Is it possible for a finitely-generated group to contain subgroups that are not finitely-generated ? True or False. Prove your conclusion.

Answer 1

It is possible.

Explanation:

The classic example is the commutator subgroup of the free group on two generators.

Let:

`G = < a, b>`

If `g, h in G` then the commutator of `g` and `h` is:

`[g, h] = g^(-1) h^(-1) g h`

The subgroup of `G` generated by its commutators is not finitely generated, but I have not encountered a simple proof.

We can make things simpler by specifying the subgroup `S` generated by all commutators of the form `[a^n, b^n]`.

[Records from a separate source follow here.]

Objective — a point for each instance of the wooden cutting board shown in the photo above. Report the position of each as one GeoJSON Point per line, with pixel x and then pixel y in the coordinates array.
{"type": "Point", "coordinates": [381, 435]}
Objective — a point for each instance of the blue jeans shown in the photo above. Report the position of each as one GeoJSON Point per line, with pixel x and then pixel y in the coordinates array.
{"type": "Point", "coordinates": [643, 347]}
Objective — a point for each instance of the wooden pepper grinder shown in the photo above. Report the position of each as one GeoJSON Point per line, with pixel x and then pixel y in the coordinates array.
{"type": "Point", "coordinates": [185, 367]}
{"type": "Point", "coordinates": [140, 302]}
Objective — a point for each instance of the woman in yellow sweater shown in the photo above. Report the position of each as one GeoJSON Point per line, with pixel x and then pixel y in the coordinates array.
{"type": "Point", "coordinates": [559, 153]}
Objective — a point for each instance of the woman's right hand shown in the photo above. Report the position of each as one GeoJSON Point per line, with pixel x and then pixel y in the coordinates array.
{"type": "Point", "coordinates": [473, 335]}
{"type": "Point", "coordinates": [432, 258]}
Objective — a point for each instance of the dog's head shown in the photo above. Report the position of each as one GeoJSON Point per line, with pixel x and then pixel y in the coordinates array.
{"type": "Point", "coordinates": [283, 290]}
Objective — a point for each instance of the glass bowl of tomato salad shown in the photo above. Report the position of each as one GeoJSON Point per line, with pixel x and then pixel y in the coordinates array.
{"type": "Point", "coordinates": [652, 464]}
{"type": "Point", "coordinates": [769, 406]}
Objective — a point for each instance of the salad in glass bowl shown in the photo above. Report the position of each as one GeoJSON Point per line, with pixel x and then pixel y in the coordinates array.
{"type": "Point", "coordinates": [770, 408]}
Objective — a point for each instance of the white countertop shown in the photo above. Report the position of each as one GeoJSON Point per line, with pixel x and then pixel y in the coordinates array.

Any element of `S` can be written as a product of elements, each of which is of the form `[a^n, b^n]` or `[b^n, a^n] = [a^n, b^n]^(-1)`. Moreover, the minimum length representation in that form is unique.

Given a product of `a`'s, `a^(-1)`'s, `b`'s and `b^(-1)`'s in `S`, proceed as follows:

• Strip out any element-inverse element pairs to reduce the product to minimum form, i.e. get rid of combinations like `a a^(-1)` or `b^(-1) b`.

• The cleaned up form will start with a block of `a^(-1)`'s or `b^(-1)`'s. The length of this block allows you to identify the first commutator in a representation as a product of commutators of the form `[a^n, b^n]` and/or `[b^n, a^n]`.

• The end of the commutator may require some element-inverse element pairs to be added in order to reconstitute it. Add just as many as necessary before splitting off the first commutator.

• Repeat with the remainder of the product to recover the remaining commutators.

• Once all commutators have been recovered, strip out any adjacent pairs of commutators of the form `[a^n, b^n][b^n, a^n]` or `[b^n, a^n][a^n b^n]` to reduce to the minimum representation.

Hence we find that `S` is essentially the free group generated by `[a^n, b^n]` for `n = 1, 2, 3,...`. Hence it is not finitely generated.